Un peu plus loin sur la côte, le site de San Juan de Gaztelugatxe, cet îlot relié par une passerelle de pierre popularisé par une série télévisée, mérite le détour si vous prolongez d’une journée ou deux. Et si l’envie vous vient de transformer cette parenthèse taurine en un vrai séjour dans la région, notre guide sur pourquoi partir en vacances au Pays basque donne une vue d’ensemble utile pour construire l’itinéraire.
Les distances depuis Pampelune pour la suite du voyage
- Saint-Sébastien : environ 1h de route, la prolongation la plus naturelle et la plus fréquente.
- Bilbao : environ 1h30 de route, pour qui veut ajouter le musée Guggenheim au programme.
- Biarritz et la côte basque française : environ 1h30 à 2h de route, en passant la frontière.

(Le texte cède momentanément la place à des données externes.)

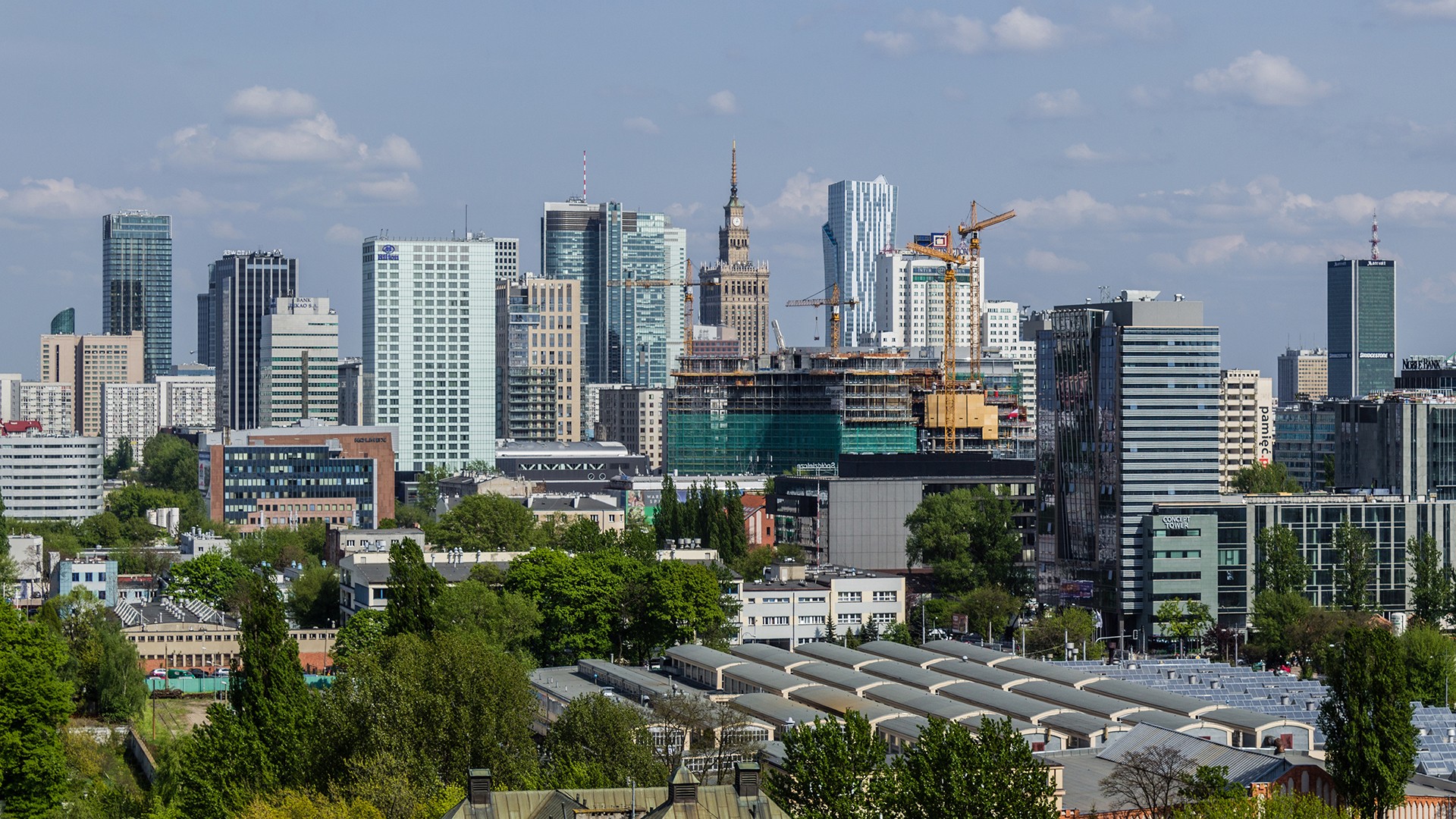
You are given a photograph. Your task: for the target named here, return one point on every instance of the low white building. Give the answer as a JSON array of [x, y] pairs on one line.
[[794, 604]]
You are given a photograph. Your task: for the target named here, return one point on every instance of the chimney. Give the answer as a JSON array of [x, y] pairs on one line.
[[481, 784], [746, 779], [683, 789]]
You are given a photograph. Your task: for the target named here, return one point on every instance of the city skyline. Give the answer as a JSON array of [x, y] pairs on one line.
[[1149, 146]]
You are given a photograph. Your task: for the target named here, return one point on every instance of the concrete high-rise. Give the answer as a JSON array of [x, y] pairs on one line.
[[430, 344], [631, 334], [136, 280], [861, 224], [299, 363], [1362, 327], [1134, 388], [240, 289], [736, 290]]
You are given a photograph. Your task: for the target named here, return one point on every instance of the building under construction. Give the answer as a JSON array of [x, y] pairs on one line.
[[788, 410]]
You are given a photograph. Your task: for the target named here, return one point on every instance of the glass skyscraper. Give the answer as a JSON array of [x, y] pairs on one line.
[[1362, 327], [861, 224], [136, 280], [631, 334]]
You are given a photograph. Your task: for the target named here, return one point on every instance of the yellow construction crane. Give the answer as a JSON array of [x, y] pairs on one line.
[[835, 319]]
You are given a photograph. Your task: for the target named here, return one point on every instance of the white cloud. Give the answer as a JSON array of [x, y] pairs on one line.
[[1046, 261], [344, 235], [259, 102], [724, 102], [1056, 105], [890, 42], [1264, 79], [1022, 31], [641, 124]]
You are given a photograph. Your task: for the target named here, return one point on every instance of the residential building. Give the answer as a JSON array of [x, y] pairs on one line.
[[736, 289], [538, 359], [291, 475], [351, 391], [631, 333], [1305, 442], [136, 281], [1362, 327], [861, 224], [53, 406], [634, 417], [240, 289], [299, 363], [128, 411], [1136, 388], [187, 403], [425, 372], [1304, 375], [50, 475], [89, 363], [1245, 423]]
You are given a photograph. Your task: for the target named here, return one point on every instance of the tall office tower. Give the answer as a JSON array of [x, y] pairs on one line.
[[299, 363], [538, 359], [910, 303], [430, 344], [1134, 385], [861, 224], [736, 290], [1362, 327], [631, 333], [1304, 375], [1245, 423], [64, 322], [136, 280], [240, 289], [351, 392], [89, 363]]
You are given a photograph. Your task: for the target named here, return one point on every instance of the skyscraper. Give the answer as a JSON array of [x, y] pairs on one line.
[[136, 280], [632, 334], [430, 344], [736, 289], [861, 224], [240, 289], [1362, 327]]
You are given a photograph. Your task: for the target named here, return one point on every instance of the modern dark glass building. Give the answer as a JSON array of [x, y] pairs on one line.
[[136, 280], [1128, 397], [1360, 327]]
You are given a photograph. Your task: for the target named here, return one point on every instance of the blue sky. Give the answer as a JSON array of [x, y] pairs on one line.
[[1223, 150]]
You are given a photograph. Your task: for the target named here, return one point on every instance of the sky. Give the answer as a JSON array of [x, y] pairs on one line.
[[1220, 150]]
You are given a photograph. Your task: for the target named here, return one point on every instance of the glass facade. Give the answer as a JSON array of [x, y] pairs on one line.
[[136, 280]]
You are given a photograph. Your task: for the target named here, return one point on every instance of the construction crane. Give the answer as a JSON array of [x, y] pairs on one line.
[[833, 319]]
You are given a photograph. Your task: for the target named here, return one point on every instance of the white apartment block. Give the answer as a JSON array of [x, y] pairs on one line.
[[128, 411], [1245, 423], [795, 604], [430, 344], [299, 363], [632, 416]]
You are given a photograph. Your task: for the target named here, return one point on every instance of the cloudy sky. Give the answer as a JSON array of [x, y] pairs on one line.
[[1223, 150]]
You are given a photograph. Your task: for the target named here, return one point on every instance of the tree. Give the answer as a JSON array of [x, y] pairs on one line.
[[413, 591], [1282, 566], [599, 742], [989, 774], [1149, 779], [1353, 550], [34, 704], [1366, 717], [1264, 479], [1430, 582], [832, 770]]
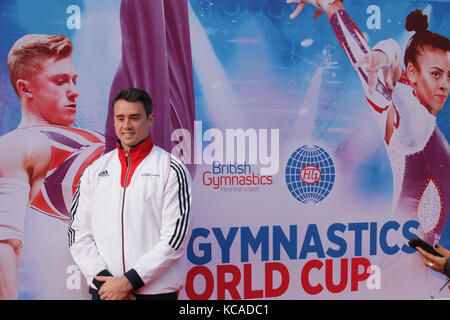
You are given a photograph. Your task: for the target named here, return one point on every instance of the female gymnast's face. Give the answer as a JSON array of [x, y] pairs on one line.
[[431, 80]]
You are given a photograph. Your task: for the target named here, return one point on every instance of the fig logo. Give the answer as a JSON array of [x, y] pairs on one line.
[[310, 174]]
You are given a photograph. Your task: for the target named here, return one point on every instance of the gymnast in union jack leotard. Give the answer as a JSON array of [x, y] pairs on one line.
[[44, 157], [72, 150], [405, 104]]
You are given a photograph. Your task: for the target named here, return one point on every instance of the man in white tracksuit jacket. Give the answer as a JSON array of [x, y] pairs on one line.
[[131, 210]]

- Saragosse : environ 1h30 de route, pour repartir vers le sud sans repasser par Madrid.
FAQ : les questions les plus posées sur San Fermín
Quelles sont les dates de San Fermín en 2026 et pourquoi ne changent-elles jamais ?

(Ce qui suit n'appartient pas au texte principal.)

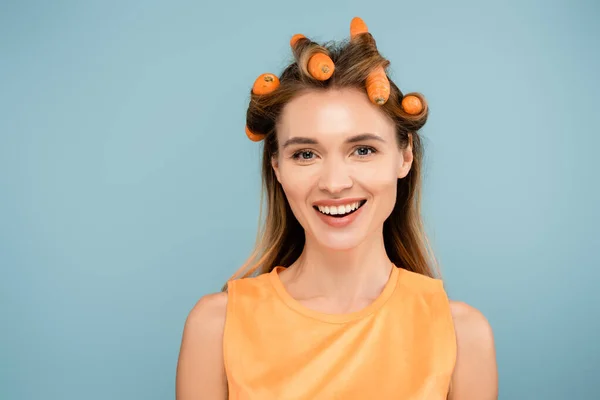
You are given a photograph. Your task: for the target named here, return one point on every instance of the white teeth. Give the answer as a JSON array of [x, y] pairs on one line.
[[339, 210]]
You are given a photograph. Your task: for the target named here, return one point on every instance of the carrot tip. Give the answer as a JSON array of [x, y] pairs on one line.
[[295, 39], [412, 105], [265, 84], [255, 137]]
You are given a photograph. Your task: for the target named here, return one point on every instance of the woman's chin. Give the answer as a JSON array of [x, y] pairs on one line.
[[338, 241]]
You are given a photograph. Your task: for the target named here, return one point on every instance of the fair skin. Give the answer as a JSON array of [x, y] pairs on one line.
[[325, 155]]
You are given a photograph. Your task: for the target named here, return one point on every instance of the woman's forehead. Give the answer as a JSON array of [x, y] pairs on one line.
[[332, 114]]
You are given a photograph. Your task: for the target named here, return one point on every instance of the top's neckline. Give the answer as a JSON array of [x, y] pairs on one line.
[[385, 294]]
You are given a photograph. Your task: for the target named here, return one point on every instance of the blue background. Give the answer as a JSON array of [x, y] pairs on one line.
[[128, 189]]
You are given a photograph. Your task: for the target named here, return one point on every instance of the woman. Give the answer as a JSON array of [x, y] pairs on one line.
[[340, 300]]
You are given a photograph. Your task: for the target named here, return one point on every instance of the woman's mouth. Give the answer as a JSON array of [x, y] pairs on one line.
[[340, 211]]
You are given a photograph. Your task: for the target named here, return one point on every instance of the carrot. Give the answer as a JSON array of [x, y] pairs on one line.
[[255, 137], [378, 86], [265, 84], [412, 104], [321, 66], [295, 39], [357, 26]]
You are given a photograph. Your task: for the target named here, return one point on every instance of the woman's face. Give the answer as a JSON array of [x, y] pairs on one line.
[[338, 163]]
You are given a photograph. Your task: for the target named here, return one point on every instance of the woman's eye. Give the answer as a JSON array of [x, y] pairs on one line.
[[364, 151], [304, 155]]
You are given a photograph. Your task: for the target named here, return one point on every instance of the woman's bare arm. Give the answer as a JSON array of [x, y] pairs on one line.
[[475, 375], [200, 369]]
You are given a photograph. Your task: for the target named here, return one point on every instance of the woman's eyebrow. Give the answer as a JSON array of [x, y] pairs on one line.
[[357, 138], [364, 136], [299, 140]]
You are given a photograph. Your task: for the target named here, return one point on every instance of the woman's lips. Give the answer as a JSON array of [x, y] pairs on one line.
[[336, 220]]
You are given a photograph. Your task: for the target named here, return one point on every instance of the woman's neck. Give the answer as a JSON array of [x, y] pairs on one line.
[[360, 272]]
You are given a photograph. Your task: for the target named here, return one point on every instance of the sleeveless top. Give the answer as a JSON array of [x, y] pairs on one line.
[[401, 346]]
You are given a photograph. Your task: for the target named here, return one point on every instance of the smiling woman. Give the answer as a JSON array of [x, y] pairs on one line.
[[340, 299]]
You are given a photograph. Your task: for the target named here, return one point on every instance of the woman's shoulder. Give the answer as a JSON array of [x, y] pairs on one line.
[[208, 314], [472, 327], [475, 372]]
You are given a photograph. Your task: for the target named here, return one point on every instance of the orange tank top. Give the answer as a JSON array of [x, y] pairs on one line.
[[401, 346]]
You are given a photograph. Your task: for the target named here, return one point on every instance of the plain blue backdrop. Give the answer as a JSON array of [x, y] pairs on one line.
[[128, 188]]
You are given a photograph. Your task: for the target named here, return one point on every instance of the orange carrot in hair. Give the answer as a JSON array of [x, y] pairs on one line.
[[357, 26], [378, 86], [412, 104], [295, 39], [321, 66], [265, 84], [255, 137]]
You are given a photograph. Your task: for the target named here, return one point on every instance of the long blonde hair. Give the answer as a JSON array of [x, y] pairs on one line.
[[280, 238]]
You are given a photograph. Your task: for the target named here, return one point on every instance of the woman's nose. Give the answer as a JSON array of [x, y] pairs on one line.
[[335, 176]]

Les fêtes se déroulent du 6 au 14 juillet, comme chaque année depuis des décennies. Contrairement à de nombreuses ferias espagnoles calées sur un calendrier religieux mobile, San Fermín honore une date fixe liée à la tradition locale, ce qui permet de réserver vols et hébergements très à l’avance sans craindre un décalage de dates.
Faut-il être expérimenté ou espagnol pour courir l’encierro ?
Non, l’accès est ouvert à toute personne de 18 ans ou plus, quelle que soit sa nationalité. Aucune inscription préalable n’existe. En revanche, l’absence de règles d’admission ne signifie pas absence de danger : les autorités et les coureurs expérimentés recommandent fortement de bien observer plusieurs encierros depuis les barrières avant d’envisager de courir soi-même.
Est-il dangereux d’assister à l’encierro sans courir ?
Regarder depuis les barrières officielles ou depuis l’arène est nettement plus sûr que courir. Les blessures recensées par les services de santé concernent presque exclusivement les coureurs sur le parcours. Rester derrière les barrières, arriver tôt et respecter les consignes de la police locale suffit à profiter du spectacle sans prendre de risque physique.
Peut-on assister aux San Fermín sans voir la corrida ?
Oui, totalement. Le billet du matin pour l’arrivée des coureurs et les vaquillas ne comprend pas de mise à mort et coûte largement moins cher. Le reste de la journée, concerts, défilés, processions et vie de rue, occupe l’essentiel du programme et ne dépend en rien de la corrida du soir.
Combien coûte une place pour voir l’encierro depuis un balcon ou l’arène ?
Un billet d’entrée à l’arène pour l’arrivée matinale coûte environ 7 à 12 euros selon le jour. Un balcon privé sur le parcours démarre autour de 100 euros par personne et peut dépasser 900 euros pour les emplacements les plus recherchés de la Calle Estafeta, avec une disponibilité qui se réduit fortement dès le printemps.
Où loger à Pampelune pendant San Fermín sans payer un prix excessif ?
Les hébergements dans le centre-ville affichent complet et des tarifs multipliés dès plusieurs mois avant la fête. Je conseille de regarder d’abord les villages voisins ou un quartier légèrement excentré de Pampelune, puis de rejoindre le centre en marchant ou en transport local : les distances restent réduites dans une ville de cette taille.